The legacy of Dark Souls is truly incredible; a game so momentous in the zeitgeist of gaming that it created an entirely new genre, Souls-likes. Since then we’ve seen numerous games try and bring their own take on the formula, some successful, some not. Code Vein is the latest title to do so, and despite some clear similarities it manages to bring some fresh ideas, especially in its partner system.
Code Vein casts you as a Revenant, an undying soldier who’s woken up in a post-apocalyptic world destroyed by giant earthen spikes and bloodthirsty creatures called the Lost.
Pretty quickly into the experience you’re introduced to Louis, your first partner and a character central to the game’s story.
At all times in Code Vein you can bring an NPC ally along to help, and boy do they.

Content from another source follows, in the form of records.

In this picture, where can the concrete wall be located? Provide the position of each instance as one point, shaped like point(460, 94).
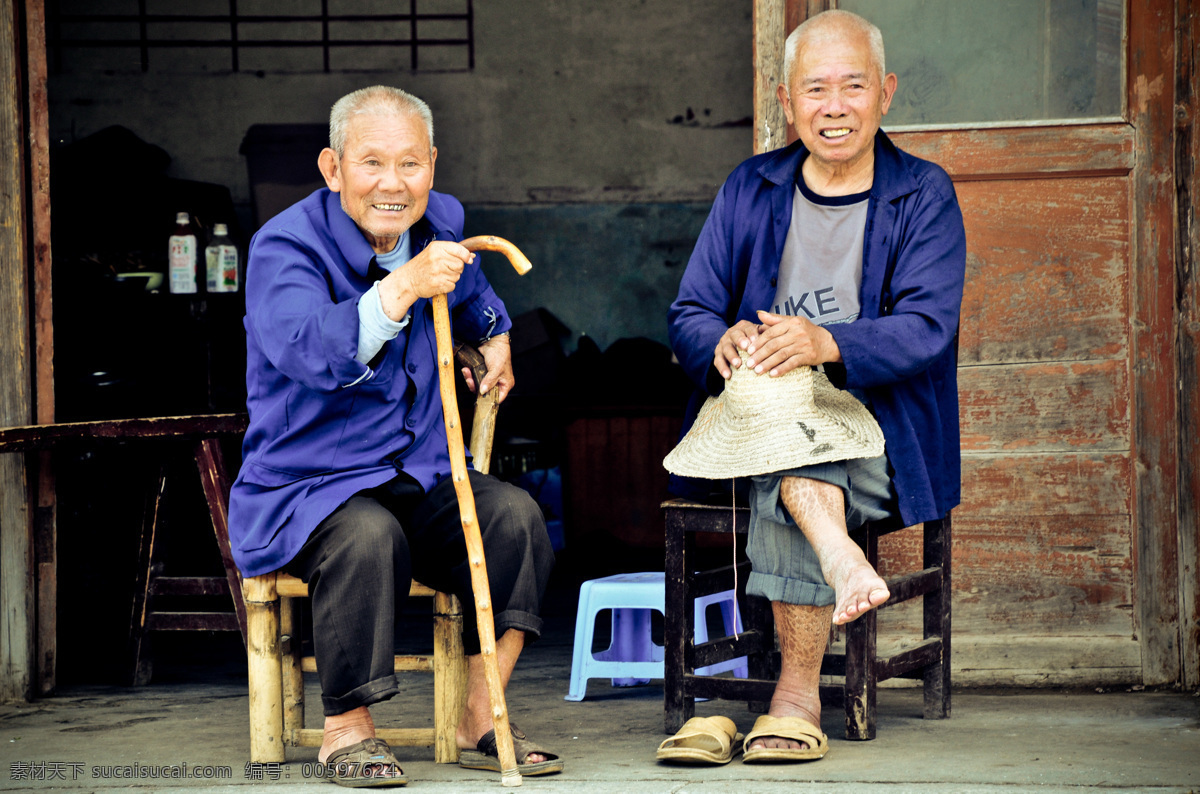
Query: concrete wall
point(611, 122)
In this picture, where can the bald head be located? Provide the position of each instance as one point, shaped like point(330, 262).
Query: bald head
point(832, 25)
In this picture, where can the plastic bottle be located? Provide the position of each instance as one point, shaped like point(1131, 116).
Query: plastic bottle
point(221, 262)
point(181, 258)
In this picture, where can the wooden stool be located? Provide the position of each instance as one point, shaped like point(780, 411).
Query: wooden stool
point(859, 667)
point(150, 583)
point(276, 672)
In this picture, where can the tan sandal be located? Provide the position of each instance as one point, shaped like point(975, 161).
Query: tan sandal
point(702, 740)
point(795, 728)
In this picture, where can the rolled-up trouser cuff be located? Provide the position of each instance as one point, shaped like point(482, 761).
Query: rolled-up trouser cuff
point(371, 692)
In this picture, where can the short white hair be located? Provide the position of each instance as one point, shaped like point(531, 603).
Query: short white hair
point(376, 100)
point(825, 24)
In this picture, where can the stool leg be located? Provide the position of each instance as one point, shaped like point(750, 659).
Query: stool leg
point(293, 677)
point(265, 671)
point(449, 677)
point(732, 618)
point(581, 653)
point(679, 626)
point(937, 619)
point(862, 675)
point(630, 642)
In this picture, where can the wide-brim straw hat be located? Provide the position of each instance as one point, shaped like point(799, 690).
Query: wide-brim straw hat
point(761, 425)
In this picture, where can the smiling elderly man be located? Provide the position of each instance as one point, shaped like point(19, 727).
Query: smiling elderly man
point(843, 252)
point(346, 473)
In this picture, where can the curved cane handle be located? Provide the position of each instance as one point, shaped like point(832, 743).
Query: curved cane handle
point(491, 242)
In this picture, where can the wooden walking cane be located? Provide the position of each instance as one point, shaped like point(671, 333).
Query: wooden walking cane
point(509, 774)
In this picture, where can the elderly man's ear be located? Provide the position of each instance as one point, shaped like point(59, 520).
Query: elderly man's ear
point(330, 169)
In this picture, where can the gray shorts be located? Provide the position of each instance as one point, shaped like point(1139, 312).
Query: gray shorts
point(784, 566)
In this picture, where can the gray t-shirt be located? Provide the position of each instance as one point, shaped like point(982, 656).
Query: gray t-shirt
point(821, 270)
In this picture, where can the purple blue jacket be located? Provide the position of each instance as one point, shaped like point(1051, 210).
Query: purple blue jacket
point(901, 350)
point(324, 426)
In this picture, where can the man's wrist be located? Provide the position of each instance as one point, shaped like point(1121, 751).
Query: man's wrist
point(502, 335)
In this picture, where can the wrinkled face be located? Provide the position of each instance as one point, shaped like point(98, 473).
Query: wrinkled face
point(384, 174)
point(835, 98)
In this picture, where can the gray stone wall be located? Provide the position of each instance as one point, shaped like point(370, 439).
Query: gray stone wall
point(595, 133)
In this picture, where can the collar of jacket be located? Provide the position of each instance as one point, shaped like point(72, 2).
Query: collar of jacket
point(353, 245)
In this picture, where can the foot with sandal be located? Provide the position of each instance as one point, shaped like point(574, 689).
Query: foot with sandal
point(478, 746)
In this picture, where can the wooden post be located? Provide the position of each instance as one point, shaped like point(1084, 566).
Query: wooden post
point(18, 671)
point(1187, 190)
point(1156, 397)
point(46, 515)
point(769, 125)
point(449, 677)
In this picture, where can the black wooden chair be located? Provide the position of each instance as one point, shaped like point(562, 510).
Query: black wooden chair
point(859, 667)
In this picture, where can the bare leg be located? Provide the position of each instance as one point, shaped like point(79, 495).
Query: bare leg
point(477, 715)
point(819, 510)
point(803, 633)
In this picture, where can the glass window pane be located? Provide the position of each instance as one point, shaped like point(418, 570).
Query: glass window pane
point(1014, 60)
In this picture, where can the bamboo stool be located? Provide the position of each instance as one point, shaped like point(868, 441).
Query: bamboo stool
point(273, 643)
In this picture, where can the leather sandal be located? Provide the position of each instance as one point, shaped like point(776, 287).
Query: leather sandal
point(366, 764)
point(486, 756)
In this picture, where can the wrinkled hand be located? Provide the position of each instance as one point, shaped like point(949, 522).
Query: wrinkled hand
point(433, 271)
point(784, 343)
point(498, 356)
point(739, 337)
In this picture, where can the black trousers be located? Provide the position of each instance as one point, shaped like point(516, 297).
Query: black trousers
point(360, 560)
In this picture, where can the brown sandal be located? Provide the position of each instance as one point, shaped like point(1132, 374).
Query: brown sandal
point(365, 764)
point(486, 756)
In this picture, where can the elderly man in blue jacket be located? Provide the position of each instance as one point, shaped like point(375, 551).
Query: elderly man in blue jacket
point(846, 253)
point(345, 479)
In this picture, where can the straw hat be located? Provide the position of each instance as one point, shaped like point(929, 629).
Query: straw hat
point(760, 425)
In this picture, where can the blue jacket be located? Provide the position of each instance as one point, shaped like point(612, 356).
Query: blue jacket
point(901, 350)
point(323, 426)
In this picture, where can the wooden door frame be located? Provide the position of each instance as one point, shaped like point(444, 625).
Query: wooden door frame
point(1162, 101)
point(1187, 186)
point(28, 548)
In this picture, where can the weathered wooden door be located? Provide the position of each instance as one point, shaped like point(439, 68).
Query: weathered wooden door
point(1075, 541)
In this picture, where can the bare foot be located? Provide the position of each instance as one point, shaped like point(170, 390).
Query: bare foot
point(349, 728)
point(803, 632)
point(858, 589)
point(780, 743)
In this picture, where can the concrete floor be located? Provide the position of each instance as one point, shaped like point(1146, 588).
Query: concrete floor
point(1003, 740)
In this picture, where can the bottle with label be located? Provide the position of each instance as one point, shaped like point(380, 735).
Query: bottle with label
point(221, 262)
point(181, 258)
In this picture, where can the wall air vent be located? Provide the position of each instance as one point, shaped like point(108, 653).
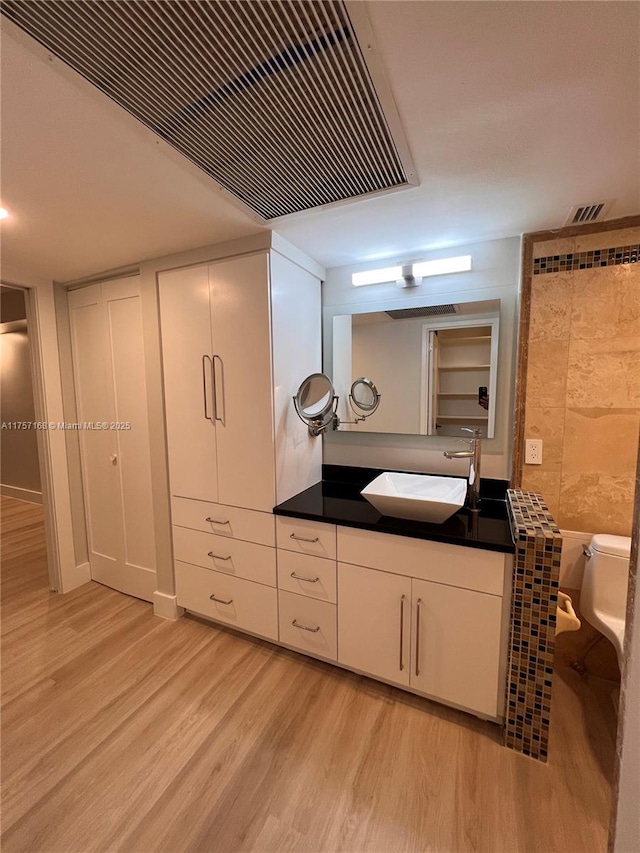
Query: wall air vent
point(427, 311)
point(583, 213)
point(273, 100)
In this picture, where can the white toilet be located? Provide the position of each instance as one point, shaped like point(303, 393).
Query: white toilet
point(603, 598)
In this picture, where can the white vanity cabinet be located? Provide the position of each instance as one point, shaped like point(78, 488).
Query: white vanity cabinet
point(425, 615)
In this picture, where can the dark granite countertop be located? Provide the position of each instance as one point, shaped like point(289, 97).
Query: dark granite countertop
point(337, 500)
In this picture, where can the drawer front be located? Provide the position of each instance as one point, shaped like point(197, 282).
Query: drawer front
point(306, 537)
point(315, 628)
point(455, 565)
point(240, 603)
point(231, 556)
point(304, 575)
point(230, 521)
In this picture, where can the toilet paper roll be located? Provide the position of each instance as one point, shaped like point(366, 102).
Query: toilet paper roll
point(566, 619)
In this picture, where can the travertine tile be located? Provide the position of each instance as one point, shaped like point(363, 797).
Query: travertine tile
point(605, 302)
point(597, 502)
point(554, 247)
point(605, 240)
point(602, 373)
point(547, 373)
point(543, 483)
point(600, 441)
point(547, 424)
point(551, 305)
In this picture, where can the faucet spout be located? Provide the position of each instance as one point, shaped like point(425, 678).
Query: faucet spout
point(473, 454)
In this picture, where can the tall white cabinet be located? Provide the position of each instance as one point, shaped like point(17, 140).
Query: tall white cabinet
point(238, 336)
point(111, 402)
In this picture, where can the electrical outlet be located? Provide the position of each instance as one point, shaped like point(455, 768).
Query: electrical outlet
point(533, 451)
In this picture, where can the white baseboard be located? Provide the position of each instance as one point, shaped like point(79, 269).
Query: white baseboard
point(166, 606)
point(21, 494)
point(76, 576)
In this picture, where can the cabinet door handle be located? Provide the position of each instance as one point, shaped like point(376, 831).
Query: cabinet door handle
point(303, 539)
point(215, 387)
point(204, 386)
point(402, 598)
point(296, 624)
point(301, 578)
point(418, 606)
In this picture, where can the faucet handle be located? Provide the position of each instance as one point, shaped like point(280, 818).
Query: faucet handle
point(476, 432)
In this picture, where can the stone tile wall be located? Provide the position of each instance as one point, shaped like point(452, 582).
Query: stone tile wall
point(583, 379)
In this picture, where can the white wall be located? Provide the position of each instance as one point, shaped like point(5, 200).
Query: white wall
point(495, 274)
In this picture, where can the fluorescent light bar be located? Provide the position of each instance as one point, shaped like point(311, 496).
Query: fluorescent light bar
point(358, 279)
point(442, 266)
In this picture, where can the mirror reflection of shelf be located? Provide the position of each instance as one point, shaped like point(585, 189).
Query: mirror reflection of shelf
point(462, 366)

Code Vein is developed by the same team that made many of the God Eater games, which have fantastic partner AI, and that holds true here.
Your partners in Code Vein are more than capable of holding their own, and come with their own useful set of Gifts to use. Some partners, like Io, are based entirely around support while others, like Yakumo, are tanks that soak up enemy aggro.
The great thing about the system is that there’s a partner to support every kind of playstyle or character build, meaning you can supplement your build’s weaknesses.
It’s a dynamic system, and partners will also help with things outside of battle. They’ll provide hints about alternate pathways or places you should go to, point out items you might not see, and call out when they see enemies.
This all ties into what makes Code Vein much more accessible than other games in the genre. Partners can revive you if you die, as long as they have enough HP to spare, and you can do the same for them.
Having a partner to lean back on dramatically helps with the difficulty, although Code Vein is still a challenging game. Partners are optional, however, and play the entire game solo if you want.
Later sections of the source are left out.